ExplainerEmbeddingsSearchJune 23, 202610 min read

What is an embedding? How AI turns meaning into numbers

Spotify hands you thirty unheard songs and a third are keepers. The trick: it turns meaning into coordinates, then measures the distance.

By Atul

Meaning, plotted as a map

similar words land near each other

An embedding turns each word into a point. The model never read a dictionary — it learned positions where neighbors share meaning. Real embeddings have hundreds of dimensions; this is two of them.

Every Monday, Spotify hands you a playlist of thirty songs you’ve never heard, and somehow a third of them are keepers. No human picked them for you. The app didn’t match the genre tag or the artist name. It did something stranger: it turned your taste into a set of coordinates, turned millions of songs into coordinates too, and handed you the closest ones.

That move — turning meaning into numbers you can measure distance between — is the single most useful trick in modern AI, and almost nobody outside the field has a name for it. The name is embedding. It quietly powers search, recommendations, the “chat with your documents” feature you’ve tried, spam filters, and the part of every AI assistant that decides what’s relevant.

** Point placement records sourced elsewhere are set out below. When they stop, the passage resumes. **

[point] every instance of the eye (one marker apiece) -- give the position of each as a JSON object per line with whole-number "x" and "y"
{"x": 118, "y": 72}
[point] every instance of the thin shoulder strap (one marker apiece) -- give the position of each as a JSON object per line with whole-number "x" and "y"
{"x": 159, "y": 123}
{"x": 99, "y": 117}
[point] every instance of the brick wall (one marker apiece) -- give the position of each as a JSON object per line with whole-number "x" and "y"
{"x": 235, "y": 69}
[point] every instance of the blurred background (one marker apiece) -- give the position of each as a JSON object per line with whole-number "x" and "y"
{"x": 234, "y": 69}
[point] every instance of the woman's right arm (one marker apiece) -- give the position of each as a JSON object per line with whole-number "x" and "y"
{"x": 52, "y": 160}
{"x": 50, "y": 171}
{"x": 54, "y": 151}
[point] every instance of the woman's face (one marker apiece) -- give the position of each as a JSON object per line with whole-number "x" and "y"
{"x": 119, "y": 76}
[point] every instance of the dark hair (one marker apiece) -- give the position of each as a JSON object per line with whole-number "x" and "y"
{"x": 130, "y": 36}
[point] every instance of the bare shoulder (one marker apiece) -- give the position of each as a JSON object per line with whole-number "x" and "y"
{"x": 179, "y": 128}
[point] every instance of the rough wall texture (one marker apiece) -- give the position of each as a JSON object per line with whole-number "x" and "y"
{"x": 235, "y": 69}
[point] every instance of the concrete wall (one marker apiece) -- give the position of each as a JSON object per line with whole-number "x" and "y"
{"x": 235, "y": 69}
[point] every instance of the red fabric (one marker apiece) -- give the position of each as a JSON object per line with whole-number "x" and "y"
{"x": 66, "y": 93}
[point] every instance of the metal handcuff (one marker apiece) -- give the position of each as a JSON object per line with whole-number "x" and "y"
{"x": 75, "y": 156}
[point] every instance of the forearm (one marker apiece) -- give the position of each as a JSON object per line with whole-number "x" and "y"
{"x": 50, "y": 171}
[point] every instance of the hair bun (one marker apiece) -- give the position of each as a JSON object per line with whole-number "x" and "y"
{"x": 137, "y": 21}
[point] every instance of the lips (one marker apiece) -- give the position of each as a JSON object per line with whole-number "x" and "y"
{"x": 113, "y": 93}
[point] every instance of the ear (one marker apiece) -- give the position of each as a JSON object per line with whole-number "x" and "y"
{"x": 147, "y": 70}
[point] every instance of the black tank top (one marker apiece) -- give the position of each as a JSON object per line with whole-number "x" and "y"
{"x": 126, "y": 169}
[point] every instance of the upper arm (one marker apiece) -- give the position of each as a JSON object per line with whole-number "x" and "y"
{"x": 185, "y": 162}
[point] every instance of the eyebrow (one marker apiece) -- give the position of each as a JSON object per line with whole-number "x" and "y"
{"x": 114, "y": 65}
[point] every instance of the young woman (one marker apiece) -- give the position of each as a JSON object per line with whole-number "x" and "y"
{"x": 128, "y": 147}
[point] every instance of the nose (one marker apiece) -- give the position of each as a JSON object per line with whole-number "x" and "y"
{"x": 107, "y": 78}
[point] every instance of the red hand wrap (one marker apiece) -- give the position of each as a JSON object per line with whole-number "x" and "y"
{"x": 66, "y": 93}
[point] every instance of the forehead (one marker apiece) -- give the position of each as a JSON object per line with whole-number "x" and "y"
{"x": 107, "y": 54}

An embedding turns a piece of text — a word, a sentence, a whole file — into a list of numbers that captures its meaning, so that things which mean similar things end up close together. Once meaning is a location, “find related” becomes “find nearby,” and a computer can do that in milliseconds. Here’s how it works, and why it’s under so much of what you use.

An embedding is a location, not a definition

Start with a map. Every town on a map is a pair of numbers — latitude and longitude. You don’t need a description of a town to know it’s near another; you just compare coordinates. Towns that are close on the map tend to share weather, accents, sports teams. The position carries information.

An embedding does the same thing for meaning. An embedding model reads a chunk of text and outputs its coordinates — not two numbers, but hundreds or thousands of them. Each is a position along some learned axis of meaning. You’ll never know exactly what axis number 419 stands for, but together the numbers place “dog” near “puppy,” far from “invoice,” and somewhere in between for “wolf.”

Nobody hand-writes those positions. The model learns them by reading an enormous amount of text and noticing which words keep similar company. “Coffee” and “tea” show up in the same kinds of sentences, so they drift together. The output is a vector — the technical word for an ordered list of numbers — and that vector is the embedding.

A dense field of stars scattered across a dark night sky. — Picture every word as a star. The embedding is its position; the constellations are meanings that drifted together. Photo by Astroby krishna on Unsplash.

Closeness in that space means closeness in meaning

Here’s the payoff that makes the whole idea worth the trouble: once every text is a point, “how similar are these two things?” becomes “how far apart are these two points?” That’s a question arithmetic can answer instantly, at any scale.

The usual measure is cosine similarity— it compares the direction two vectors point, ignoring how long they are. Point the same way, score near 1, nearly identical meaning. Point at right angles, score near 0, unrelated. It’s a single multiplication and a sum, so a machine can rank a query against millions of stored vectors and return the closest in a blink.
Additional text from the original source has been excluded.